Over in PR51321, I mentioned that I could delete the whole transform and not see any test changes. That's because SimplifyDemandedBits does the same transform. But it has a similar problem - it only catches the case where it processes the shift before it sees the add. So it misses the same commuted pattern. I'm not sure how we'd fix that in DemandedBits; it seems like a generic ordering problem for commutative ops.
So this transform has at least 3 problems (assuming we want to keep it instead of enhancing DemandedBits):
- It miscompiles the multi-use case because it is coded weirdly and missed a constraint.
- It misses the commuted case.
- It misses what is likely profitable for all targets by overspecifying the legality constraints.
this patch is expected to fix the runtime bug, and more cases to be optimized can be consider in another issue :)
When we use w8 replace the w1 , then the following two fragment codes is not equal.
so if the SimplifyDemandedBits does the same transform, a patch can be land separate to fix this firstly to avoid the runtime bug ?
sub w8, w0, #1 and w0, w8, w8, lsr #16
vs.
mov w8, #65535 add w8, w0, w8 and w0, w8, w8, lsr #16
llvm/test/CodeGen/AArch64/arm64-srl-and.ll | ||
---|---|---|
2 | thanks, done |
Please can you regenerate the diff with context
llvm/test/CodeGen/AArch64/arm64-srl-and.ll | ||
---|---|---|
7 | do you need all the dso_local/noundef/local_unnamed_addr attributes? |
Please,
- either add a comment explaining why the one-use check needed
- or rewrite the transform the right way, so that the lack of one-use check shows up as extra instruction bloat and not a miscompilation
Since there's a visible miscompile, I'm ok with the quick/small fix since that will be an easy backport for the 13.0 release. But I agree that there should be a FIXME comment on this transform; it is clearly not ideal.
ok, I'll add a comment as compare between current change and rewritting the transform , current change has more effective code (less inst) .
the following code is with rewritting the transform in your comment.

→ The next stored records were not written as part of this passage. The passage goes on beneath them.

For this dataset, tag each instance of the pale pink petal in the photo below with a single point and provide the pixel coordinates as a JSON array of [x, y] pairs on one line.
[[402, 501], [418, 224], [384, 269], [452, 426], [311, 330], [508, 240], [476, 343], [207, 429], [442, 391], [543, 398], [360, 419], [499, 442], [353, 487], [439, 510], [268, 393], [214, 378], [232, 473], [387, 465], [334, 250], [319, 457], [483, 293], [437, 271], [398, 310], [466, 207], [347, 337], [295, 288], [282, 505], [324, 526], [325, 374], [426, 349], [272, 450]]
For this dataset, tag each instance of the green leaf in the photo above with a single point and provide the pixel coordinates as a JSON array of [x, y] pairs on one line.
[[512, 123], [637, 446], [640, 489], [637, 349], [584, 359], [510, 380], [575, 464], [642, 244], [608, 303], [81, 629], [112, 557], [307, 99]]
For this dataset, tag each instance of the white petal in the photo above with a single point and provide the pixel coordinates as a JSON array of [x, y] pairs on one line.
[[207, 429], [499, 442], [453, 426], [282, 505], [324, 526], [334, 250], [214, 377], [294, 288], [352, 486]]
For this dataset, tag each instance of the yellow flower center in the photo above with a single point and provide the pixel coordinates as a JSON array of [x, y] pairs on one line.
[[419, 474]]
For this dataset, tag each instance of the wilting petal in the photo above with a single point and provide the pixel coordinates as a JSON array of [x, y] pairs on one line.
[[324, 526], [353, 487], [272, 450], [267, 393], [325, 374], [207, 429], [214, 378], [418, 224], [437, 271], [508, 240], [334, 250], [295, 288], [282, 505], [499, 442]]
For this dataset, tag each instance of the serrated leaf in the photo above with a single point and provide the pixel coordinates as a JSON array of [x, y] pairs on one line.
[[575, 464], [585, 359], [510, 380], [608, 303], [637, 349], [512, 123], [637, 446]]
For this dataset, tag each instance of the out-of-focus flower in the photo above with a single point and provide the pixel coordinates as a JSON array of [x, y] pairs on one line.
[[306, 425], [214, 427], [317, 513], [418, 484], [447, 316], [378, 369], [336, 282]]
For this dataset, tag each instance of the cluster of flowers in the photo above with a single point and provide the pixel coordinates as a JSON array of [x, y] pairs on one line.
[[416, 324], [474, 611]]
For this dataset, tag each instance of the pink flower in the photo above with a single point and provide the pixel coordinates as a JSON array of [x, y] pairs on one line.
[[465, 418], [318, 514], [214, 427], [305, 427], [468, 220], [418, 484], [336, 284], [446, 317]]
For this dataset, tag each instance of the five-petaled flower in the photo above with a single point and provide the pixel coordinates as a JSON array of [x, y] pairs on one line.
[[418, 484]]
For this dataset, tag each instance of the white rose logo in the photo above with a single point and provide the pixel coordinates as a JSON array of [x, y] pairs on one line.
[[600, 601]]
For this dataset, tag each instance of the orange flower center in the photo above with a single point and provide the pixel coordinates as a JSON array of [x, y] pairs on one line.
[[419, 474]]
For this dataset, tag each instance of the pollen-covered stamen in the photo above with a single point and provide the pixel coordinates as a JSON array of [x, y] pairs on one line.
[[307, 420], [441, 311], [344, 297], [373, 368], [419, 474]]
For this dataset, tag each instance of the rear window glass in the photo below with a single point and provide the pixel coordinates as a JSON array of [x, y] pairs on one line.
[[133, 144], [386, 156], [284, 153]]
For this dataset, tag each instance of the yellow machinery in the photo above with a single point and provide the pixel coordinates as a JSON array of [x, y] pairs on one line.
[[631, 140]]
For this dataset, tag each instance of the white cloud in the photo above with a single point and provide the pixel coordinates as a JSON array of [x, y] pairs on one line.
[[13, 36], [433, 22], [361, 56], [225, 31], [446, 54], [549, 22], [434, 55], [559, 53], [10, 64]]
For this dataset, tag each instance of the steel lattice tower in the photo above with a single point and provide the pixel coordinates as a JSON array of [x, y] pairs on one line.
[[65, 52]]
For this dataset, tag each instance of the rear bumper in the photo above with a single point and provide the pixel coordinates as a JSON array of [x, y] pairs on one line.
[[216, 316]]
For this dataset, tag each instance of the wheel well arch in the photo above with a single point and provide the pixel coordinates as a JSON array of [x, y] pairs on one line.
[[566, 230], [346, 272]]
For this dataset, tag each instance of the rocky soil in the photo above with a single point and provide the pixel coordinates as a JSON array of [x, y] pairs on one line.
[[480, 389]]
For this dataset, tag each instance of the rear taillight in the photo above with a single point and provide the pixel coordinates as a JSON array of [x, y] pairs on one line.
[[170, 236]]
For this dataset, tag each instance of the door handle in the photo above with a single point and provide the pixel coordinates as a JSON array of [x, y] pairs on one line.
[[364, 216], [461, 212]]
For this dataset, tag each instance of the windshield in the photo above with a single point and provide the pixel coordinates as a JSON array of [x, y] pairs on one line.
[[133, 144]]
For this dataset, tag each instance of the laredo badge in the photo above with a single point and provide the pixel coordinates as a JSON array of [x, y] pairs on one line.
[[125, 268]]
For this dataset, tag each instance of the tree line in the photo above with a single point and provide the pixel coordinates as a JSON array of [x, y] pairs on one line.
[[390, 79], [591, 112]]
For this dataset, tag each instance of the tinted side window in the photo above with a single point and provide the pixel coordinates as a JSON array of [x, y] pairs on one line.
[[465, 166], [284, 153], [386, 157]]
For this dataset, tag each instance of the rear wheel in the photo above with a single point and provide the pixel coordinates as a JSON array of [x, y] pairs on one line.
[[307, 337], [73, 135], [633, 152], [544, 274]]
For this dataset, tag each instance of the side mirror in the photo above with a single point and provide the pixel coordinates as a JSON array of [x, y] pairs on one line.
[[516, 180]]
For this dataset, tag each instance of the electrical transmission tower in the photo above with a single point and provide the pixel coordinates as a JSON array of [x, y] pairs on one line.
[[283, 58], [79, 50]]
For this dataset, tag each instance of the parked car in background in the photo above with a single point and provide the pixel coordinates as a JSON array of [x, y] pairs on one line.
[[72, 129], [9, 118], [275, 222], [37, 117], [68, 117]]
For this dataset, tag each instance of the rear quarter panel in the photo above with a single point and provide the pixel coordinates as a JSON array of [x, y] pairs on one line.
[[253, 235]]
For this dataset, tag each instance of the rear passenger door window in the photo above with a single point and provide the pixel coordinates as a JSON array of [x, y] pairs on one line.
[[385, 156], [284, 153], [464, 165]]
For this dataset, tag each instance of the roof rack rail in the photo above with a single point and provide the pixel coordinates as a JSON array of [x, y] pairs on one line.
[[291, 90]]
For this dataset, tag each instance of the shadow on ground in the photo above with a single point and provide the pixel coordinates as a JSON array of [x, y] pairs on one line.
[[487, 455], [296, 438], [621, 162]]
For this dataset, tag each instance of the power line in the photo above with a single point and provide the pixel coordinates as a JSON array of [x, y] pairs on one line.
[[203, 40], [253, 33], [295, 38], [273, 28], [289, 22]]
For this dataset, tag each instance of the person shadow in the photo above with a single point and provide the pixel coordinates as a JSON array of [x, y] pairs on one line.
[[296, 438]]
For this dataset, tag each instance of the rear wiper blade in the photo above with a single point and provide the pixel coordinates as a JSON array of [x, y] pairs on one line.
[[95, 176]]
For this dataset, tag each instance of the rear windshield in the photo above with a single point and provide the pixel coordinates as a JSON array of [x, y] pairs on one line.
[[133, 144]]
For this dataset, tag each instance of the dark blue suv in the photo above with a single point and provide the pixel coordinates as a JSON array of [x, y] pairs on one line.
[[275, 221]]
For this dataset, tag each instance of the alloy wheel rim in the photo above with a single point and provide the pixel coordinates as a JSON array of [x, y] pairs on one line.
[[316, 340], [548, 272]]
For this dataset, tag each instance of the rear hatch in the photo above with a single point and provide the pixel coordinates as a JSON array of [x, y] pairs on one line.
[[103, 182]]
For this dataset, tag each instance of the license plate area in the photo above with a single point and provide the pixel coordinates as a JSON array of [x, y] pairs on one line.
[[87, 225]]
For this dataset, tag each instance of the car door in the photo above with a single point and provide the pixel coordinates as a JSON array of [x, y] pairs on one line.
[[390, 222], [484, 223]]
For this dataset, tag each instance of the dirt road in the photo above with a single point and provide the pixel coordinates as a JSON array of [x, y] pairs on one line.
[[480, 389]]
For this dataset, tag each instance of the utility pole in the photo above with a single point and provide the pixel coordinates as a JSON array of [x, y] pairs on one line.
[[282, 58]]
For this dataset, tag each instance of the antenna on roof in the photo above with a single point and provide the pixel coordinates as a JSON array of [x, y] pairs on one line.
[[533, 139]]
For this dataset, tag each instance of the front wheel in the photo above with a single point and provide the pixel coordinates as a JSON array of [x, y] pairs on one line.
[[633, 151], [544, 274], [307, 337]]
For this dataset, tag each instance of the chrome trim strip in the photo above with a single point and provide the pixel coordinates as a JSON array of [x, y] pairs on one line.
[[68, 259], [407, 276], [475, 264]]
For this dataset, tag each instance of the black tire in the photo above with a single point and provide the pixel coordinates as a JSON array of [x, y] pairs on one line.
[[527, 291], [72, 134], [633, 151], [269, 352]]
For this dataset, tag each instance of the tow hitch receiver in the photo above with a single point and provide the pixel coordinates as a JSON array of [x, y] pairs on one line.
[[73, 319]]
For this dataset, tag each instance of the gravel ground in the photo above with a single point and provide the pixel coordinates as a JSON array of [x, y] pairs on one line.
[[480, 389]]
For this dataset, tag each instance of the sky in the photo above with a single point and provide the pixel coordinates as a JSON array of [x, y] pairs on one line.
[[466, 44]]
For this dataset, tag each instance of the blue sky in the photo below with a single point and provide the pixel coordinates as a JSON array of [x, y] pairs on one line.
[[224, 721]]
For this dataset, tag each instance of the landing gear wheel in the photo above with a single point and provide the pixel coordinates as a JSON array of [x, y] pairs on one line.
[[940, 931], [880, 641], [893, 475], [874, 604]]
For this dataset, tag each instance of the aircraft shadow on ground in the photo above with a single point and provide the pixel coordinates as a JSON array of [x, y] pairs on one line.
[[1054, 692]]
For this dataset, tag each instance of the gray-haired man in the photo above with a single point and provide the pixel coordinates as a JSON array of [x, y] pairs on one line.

adrp x8, :got:g ldr x8, [x8, :got_lo12:g] mov w9, #50 mov w10, #65535 ldrh w8, [x8] eor w9, w8, w9 add w9, w9, w10 sub w8, w8, #1 and w0, w8, w9, lsr #16 ret
llvm/test/CodeGen/AArch64/arm64-srl-and.ll | ||
---|---|---|
7 | yes, they are not essential, and i'll delete them later |
llvm/test/CodeGen/AArch64/arm64-srl-and.ll | ||
---|---|---|
4 | Please rephrase this and actually explain the "dagcombine" you're referring to in the comment |
llvm/test/CodeGen/AArch64/arm64-srl-and.ll | ||
---|---|---|
1 | Please precommit this test before landing the fix |
llvm/lib/CodeGen/SelectionDAG/DAGCombiner.cpp | ||
---|---|---|
5152–5156 | How can this FIXME ever be addressed, given that there already is an one-use check? |
Reverse ping @Allen
I'm not sure if we have already missed the deadline for 13.0, but we really should fix this miscompile. Someone can commandeer the patch if you can't work on it (just need to fix the comments?).
Same minimal fix (hopefully can still make the release branch), but updated the code and test comments
N0->hasOneUse() would probably be better, to check the Node has one use not the SDValue. (Although here it likely won't make much difference.)